Autolus Limited, a biopharmaceutical spin-out from UCL Business, has raised £40 million of new capital.

Dr Martin Pule…

Autolus, which is founded upon the work of Dr Martin Pule, focuses on the development and commercialisation of next-generation engineered T-cell therapies for haematological and solid tumours.

Woodford Investment Management and Perceptive Bioscience Investments participated in the new funding, which augments the previous £30 million investment from founding investor Syncona.

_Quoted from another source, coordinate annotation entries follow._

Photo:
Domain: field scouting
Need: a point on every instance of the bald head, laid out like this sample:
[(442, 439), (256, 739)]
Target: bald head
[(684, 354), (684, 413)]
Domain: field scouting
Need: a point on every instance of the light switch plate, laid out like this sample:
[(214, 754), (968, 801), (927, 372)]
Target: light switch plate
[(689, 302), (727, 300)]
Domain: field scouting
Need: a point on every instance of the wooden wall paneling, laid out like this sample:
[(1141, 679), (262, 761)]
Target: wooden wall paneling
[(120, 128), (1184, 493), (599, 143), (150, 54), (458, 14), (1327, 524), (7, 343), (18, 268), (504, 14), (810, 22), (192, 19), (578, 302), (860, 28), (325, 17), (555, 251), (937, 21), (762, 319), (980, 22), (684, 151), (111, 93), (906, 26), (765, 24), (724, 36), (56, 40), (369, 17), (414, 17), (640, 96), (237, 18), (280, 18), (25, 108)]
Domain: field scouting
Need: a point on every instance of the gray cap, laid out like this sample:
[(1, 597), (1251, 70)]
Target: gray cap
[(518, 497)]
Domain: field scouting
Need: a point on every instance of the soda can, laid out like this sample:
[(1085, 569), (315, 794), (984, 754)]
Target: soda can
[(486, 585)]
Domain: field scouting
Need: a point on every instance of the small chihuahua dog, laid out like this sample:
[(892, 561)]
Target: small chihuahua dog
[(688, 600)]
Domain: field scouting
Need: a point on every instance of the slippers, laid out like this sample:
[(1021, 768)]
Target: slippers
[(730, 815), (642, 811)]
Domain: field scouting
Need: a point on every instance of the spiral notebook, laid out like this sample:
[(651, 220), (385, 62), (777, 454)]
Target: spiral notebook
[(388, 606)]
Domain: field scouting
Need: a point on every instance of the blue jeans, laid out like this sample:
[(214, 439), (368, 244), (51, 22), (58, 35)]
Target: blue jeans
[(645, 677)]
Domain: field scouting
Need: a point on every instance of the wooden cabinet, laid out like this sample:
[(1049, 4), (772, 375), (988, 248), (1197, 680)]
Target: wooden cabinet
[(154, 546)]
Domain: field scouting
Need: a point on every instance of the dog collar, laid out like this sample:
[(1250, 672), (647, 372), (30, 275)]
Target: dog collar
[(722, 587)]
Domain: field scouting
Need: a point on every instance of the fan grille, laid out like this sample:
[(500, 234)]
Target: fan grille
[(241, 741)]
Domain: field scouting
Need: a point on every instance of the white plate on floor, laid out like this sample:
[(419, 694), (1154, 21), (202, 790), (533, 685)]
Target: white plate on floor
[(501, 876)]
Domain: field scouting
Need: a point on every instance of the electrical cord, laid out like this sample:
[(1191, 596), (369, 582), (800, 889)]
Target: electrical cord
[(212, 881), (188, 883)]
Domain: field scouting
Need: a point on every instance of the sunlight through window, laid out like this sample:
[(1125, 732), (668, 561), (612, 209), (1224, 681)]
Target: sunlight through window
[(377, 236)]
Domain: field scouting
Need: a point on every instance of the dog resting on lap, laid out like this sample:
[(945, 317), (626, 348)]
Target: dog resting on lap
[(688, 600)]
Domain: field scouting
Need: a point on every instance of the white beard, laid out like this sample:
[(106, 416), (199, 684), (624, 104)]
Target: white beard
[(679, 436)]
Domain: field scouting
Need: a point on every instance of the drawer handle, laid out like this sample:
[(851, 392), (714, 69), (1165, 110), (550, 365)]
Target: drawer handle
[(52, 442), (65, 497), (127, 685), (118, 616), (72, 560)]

The funds will enable Autolus to develop its proprietary pipeline of engineered T-cell products, and to further implement its industry-leading platform of T-cell programming technologies. In parallel with the financing, the Company’s technology platform was enhanced by a licence to additional technologies from UCLB, UCL’s technology transfer company.

T-cell engineering

Dr Martin Pule is Clinical Senior Lecturer in the Dept. of Haematology at UCL Cancer Institute and Honorary Consultant in Haematology at University College London Hospital, and a thought-leader in T-cell engineering. Dr Pule's research is focused on many aspects of genetic engineering of T-cells for cancer treatment, with a particular focus on Chimeric Antigen Receptors (CARs).

T-cells are part of the body's immune system which normally kill infected cells. T-cells can be taken from a person’s blood sample, grown in the laboratory and “re-programmed” to recognise and kill cancer cells just as they would naturally attack an infection. T-cell therapy has the potential to be an extremely effective tool in the fight against cancer, with recent scientific reports claiming extraordinary success in targeting specific types of blood cancer. It may be early stages for the research, but the hope is that some t-cell therapy treatments will become mainstream in the next 5-10 years. 

Dr Christian Itin, Chairman of Autolus, said: “We are pleased to welcome investors of the calibre of Woodford Investment Management and Perceptive Bioscience, which support our goal of building Autolus into a leading engineered T-cell company. The quality of Autolus’ technology and pipeline has allowed the company to raise £70m since its foundation in September 2014, and positions us to take multiple programmes into the clinic. We have also expanded the scope of our licence with UCLB to bring additional inventions from founder Dr Martin Pule’s group into the company adding to the suite of Autolus’ T-cell programming technologies.”